For more on mammoth extinction and the Ice Age, see creation.com/mammoth-extinction and creation.com/ice-age.

  • An exceptional mammoth discovery from the North Sea, depositsmag.com, March 2017.
  • Essex Standard, 8 December 1876, p.5.
  • Griffiths, S., Mammoth skeleton hauled from the North Sea’s depths, dailymail.co.uk, December 2014.

Fossil find a triple treat

Another amazing fossil ‘frozen in time’ with an undigested meal has been found in Germany. Dubbed the ‘nesting doll’ fossil, it’s a juvenile snake (Palaeopython fischeri) with its meal of a lizard (Geiseltaliellus maarius), which in turn had consumed an as yet unidentified insect. A paleontologist who studied the fossil spoke of “pure astonishment” at the discovery. Another researcher said: “This fossil is amazing. We were lucky men to study this kind of specimen.”

© Senckenberg Gesellschaft für Naturforschung, Krister T. Smithsnake-lizard-insect
Drawing of the fossil, overlaid on a photograph. The lizard (orange) in the stomach of the snake (white) with the insect (blue) inside the lizard.

In speculating on how the remarkably preserved fossil formed, the report claimed that 48 million years ago, the area was “a volcanic lake with toxic waters and sporadic asphyxiating clouds of carbon dioxide”. But such theories do not explain the fact that all three creatures are readily identifiable, so the preservation had to happen before the two prey species could be digested. This strongly indicates sudden burial, which would also protect from scavengers and decay.

It’s not the first such find of ‘three-in-one’ fossils. In 2008, researchers revealed a shark with an amphibian in its digestive tract that contained fish remains.


Such fossils and countless others are better explained by a catastrophic event such as Noah’s Flood.

  • Smith, K. T. and Scanferla A., Fossil snake preserving three trophic levels and evidence for an ontogenetic dietary shift, Palaeobio Palaeoenv 96(4): 589–599, 2016.
  • Kriwet, J. et al., First direct evidence of a vertebrate three-level trophic chain in the fossil record, PNAS B 275(1631):181–186, 2008.

Adzes traded across the oceans

Geochemical tests on various stone artefacts from an archaeological site in the Cook Islands seem to confirm theories that about nine centuries ago Polynesians were regularly sailing thousands of kilometres around what is now known as Oceania.

WikiCommonsadzes

There seem to have been deliberate journeys of colonization with repeated subsequent contact.

Culturally and economically important artefacts, such as stone adzes (illustrated) were traded with various islands, including those in the Samoa and Marquesas archipelagos up to 2,400 km (1,500 miles) away, indicating an “integrated society” despite the great separation.

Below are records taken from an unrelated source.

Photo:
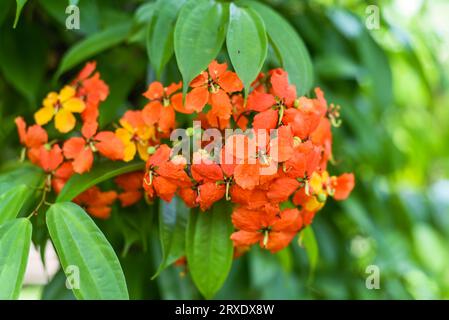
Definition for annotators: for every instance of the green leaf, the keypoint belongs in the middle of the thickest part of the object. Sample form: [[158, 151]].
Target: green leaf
[[199, 35], [289, 46], [20, 5], [246, 42], [82, 246], [23, 59], [93, 45], [12, 201], [15, 240], [209, 247], [172, 231], [160, 34], [308, 241], [107, 170]]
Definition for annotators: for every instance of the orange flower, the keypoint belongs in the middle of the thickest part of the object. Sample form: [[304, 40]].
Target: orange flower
[[81, 149], [164, 176], [135, 135], [96, 202], [163, 103], [213, 87], [131, 183], [32, 138], [273, 231], [61, 106]]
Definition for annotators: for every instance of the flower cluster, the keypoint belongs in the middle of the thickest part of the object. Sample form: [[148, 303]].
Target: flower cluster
[[257, 171], [269, 156], [61, 158]]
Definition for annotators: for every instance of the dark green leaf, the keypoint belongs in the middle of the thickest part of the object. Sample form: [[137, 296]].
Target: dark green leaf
[[84, 251], [79, 183], [209, 247], [160, 34], [172, 231], [20, 5], [246, 42], [199, 35], [308, 241], [93, 45], [289, 46], [12, 201], [15, 240]]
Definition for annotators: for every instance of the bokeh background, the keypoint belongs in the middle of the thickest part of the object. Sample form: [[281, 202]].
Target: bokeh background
[[392, 85]]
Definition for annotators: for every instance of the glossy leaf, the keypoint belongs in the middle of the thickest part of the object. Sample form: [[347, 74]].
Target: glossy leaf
[[160, 34], [84, 251], [15, 240], [12, 201], [209, 247], [79, 183], [246, 41], [307, 240], [172, 231], [289, 46], [20, 4], [199, 35], [93, 45]]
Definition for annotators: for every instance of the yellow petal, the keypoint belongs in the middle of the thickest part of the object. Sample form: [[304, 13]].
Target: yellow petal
[[50, 100], [125, 124], [44, 115], [66, 93], [316, 183], [143, 150], [64, 121], [130, 152], [74, 105]]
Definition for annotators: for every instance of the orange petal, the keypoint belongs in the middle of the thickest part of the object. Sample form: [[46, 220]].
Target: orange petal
[[176, 102], [152, 112], [216, 69], [197, 99], [155, 91], [230, 82], [247, 175], [50, 159], [73, 147], [83, 162], [245, 238], [266, 120], [344, 185], [109, 145], [259, 101], [172, 88], [282, 188]]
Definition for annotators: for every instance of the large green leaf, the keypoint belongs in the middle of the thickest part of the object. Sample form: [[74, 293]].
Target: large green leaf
[[84, 251], [107, 170], [246, 41], [172, 231], [209, 247], [307, 240], [199, 35], [23, 59], [15, 239], [93, 45], [20, 5], [160, 34], [289, 46], [12, 201]]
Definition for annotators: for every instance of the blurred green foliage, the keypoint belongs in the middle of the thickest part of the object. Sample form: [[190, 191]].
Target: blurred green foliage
[[393, 88]]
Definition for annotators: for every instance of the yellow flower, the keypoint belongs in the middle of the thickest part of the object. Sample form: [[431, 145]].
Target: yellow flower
[[135, 139], [61, 106]]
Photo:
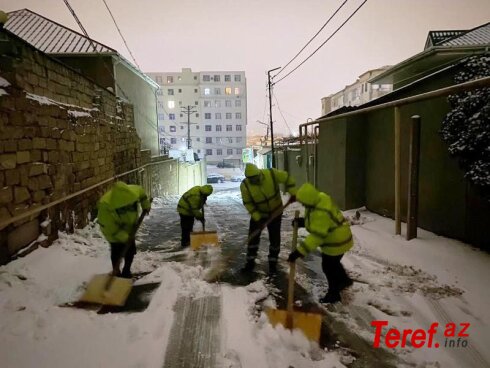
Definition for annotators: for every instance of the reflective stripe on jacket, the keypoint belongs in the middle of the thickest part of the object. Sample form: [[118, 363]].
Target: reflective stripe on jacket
[[118, 211], [191, 203], [327, 229], [263, 199]]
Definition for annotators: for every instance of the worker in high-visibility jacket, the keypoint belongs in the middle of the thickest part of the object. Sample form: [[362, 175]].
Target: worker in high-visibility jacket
[[328, 230], [119, 210], [190, 207], [262, 198]]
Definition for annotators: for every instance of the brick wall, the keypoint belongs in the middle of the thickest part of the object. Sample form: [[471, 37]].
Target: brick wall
[[59, 133]]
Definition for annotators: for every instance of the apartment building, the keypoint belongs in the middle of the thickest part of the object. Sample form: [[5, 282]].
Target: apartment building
[[217, 102], [357, 93]]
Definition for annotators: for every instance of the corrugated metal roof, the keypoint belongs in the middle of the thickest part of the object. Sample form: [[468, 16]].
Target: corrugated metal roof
[[51, 37], [474, 37]]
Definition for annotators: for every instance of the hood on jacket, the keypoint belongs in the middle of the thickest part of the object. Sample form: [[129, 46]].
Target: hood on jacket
[[206, 189], [308, 195]]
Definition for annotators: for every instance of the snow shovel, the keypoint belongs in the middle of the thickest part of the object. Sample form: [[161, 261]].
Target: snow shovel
[[107, 289], [309, 323], [200, 238]]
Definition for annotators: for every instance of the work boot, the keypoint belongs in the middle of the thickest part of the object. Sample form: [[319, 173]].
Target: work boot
[[126, 274], [346, 283], [330, 298], [249, 266], [272, 267]]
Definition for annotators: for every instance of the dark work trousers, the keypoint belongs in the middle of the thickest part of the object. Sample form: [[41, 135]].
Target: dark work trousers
[[335, 272], [186, 224], [117, 250], [274, 229]]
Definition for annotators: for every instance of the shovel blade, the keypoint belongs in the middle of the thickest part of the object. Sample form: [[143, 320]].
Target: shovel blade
[[309, 323], [200, 238], [116, 294]]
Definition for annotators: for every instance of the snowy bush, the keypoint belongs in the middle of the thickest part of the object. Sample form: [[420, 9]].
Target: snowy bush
[[466, 129]]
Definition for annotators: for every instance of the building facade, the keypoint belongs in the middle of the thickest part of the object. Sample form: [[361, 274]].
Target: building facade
[[357, 93], [209, 109]]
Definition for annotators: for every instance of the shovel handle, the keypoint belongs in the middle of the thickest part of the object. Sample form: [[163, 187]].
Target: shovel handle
[[292, 272]]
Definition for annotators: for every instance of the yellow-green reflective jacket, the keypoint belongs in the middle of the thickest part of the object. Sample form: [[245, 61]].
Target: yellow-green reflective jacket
[[191, 203], [118, 212], [327, 229], [263, 199]]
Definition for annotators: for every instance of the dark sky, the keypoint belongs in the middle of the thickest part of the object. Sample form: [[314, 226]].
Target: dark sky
[[257, 35]]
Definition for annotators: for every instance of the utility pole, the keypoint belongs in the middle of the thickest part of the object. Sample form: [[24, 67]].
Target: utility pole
[[270, 115], [188, 110]]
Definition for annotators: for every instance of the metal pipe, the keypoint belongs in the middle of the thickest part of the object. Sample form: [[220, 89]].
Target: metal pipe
[[479, 83]]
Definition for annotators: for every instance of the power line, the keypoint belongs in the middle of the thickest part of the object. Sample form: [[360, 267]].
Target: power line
[[287, 125], [145, 118], [311, 39], [319, 47], [120, 33]]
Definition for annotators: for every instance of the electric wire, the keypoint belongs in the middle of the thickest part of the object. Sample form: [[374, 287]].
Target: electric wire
[[120, 33], [311, 39], [328, 39]]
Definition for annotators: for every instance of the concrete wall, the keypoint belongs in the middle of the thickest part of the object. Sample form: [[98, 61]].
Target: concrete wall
[[357, 167], [142, 96], [61, 133]]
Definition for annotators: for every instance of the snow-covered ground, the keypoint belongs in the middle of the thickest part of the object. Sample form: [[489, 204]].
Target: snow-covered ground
[[409, 284]]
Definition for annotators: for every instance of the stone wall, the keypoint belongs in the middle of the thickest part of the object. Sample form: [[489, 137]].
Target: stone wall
[[59, 133]]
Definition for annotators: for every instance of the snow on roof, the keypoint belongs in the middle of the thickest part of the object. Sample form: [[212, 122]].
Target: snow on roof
[[477, 36], [49, 36]]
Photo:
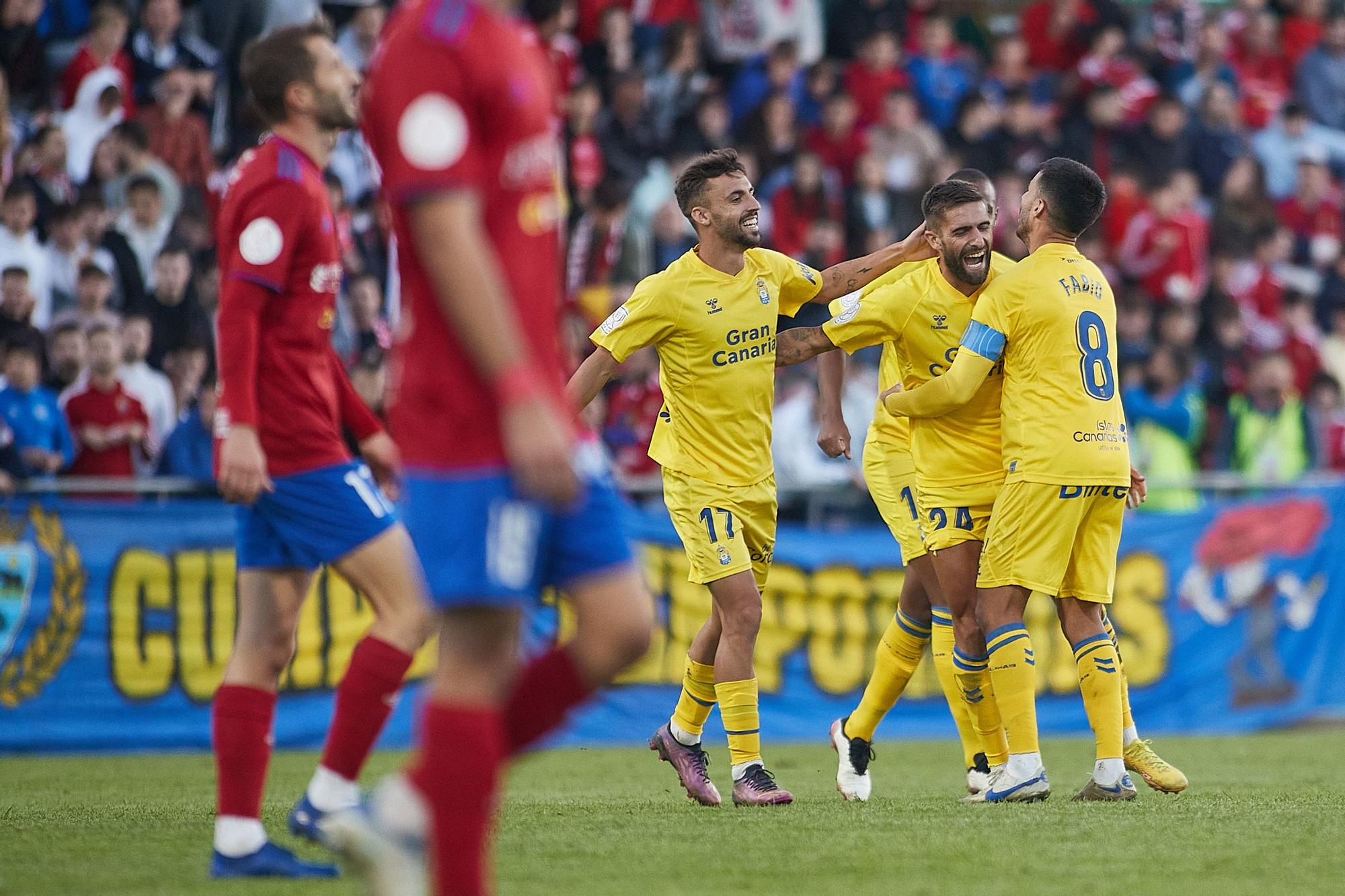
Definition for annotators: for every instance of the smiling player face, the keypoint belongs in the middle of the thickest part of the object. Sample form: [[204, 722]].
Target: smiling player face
[[962, 239], [336, 88], [734, 210]]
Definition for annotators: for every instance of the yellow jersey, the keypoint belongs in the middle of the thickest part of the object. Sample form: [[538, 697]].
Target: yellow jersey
[[716, 338], [923, 317], [1052, 323]]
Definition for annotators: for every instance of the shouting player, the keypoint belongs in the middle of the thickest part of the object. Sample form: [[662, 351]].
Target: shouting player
[[502, 499], [1050, 323], [303, 501], [712, 317]]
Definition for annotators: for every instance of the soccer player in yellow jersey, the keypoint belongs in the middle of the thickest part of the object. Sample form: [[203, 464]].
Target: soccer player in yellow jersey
[[1050, 325], [712, 317]]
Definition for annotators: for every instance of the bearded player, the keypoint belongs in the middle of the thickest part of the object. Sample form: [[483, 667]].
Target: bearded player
[[712, 318], [502, 497], [302, 499]]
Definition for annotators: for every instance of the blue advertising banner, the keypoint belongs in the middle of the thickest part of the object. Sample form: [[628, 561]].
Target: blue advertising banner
[[116, 620]]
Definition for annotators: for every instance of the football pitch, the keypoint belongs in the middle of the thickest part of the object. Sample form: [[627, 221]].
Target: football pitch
[[1265, 813]]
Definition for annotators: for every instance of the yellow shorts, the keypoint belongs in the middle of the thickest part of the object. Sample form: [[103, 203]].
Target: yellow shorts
[[1059, 540], [954, 514], [891, 475], [724, 529]]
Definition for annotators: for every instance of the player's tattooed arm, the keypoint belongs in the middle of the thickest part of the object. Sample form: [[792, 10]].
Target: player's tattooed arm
[[797, 345], [857, 274]]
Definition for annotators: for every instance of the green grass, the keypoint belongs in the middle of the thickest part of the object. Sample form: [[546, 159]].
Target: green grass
[[1264, 813]]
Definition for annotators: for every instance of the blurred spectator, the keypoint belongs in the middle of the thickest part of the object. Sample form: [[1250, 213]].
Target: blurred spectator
[[108, 28], [68, 353], [623, 132], [20, 247], [112, 251], [1167, 416], [1321, 76], [941, 75], [839, 140], [162, 45], [93, 288], [22, 54], [907, 147], [679, 83], [358, 37], [369, 331], [802, 202], [32, 412], [875, 73], [180, 136], [96, 112], [50, 181], [1217, 138], [111, 428], [633, 411], [192, 447], [1192, 79], [149, 385], [174, 310], [1313, 214], [1268, 435], [1167, 247], [131, 145]]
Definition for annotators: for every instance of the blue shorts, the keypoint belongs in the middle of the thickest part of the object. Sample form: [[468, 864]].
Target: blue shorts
[[482, 545], [313, 518]]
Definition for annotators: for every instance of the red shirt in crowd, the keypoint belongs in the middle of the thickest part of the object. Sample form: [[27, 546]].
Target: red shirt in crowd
[[455, 104], [280, 271], [80, 68], [119, 416]]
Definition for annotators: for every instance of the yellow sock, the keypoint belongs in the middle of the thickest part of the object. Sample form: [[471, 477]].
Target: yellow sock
[[697, 698], [980, 698], [1128, 720], [1100, 681], [1013, 669], [896, 659], [941, 647]]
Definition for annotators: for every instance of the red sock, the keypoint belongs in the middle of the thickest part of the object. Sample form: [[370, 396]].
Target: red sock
[[240, 721], [462, 752], [545, 692], [364, 702]]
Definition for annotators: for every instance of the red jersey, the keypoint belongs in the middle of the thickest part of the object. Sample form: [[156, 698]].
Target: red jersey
[[461, 99], [278, 369], [108, 411]]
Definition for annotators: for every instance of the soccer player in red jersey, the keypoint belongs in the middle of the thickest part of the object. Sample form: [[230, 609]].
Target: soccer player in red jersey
[[501, 497], [303, 501], [110, 424]]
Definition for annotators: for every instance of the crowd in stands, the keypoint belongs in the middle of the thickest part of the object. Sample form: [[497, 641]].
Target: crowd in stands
[[1219, 131]]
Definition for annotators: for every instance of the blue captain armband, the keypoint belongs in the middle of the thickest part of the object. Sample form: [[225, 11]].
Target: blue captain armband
[[985, 341]]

All of this, particularly the high levels of seafaring and navigation skill required, well fits the biblical model of the post-Flood spread of intelligent people across the globe after the Tower of Babel dispersion.

  • Sailors leave ancient ‘fingerprints’ across Polynesia, uq.edu.au, July 2016.
  • Weisler, M.I. et al., Cook Island artifact geochemistry demonstrates spatial and temporal extent of pre-European interarchipelago voyaging in East Polynesia, PNAS 113(2):8150–8155, July 2016 | doi: 10.1073/pnas.1608130113.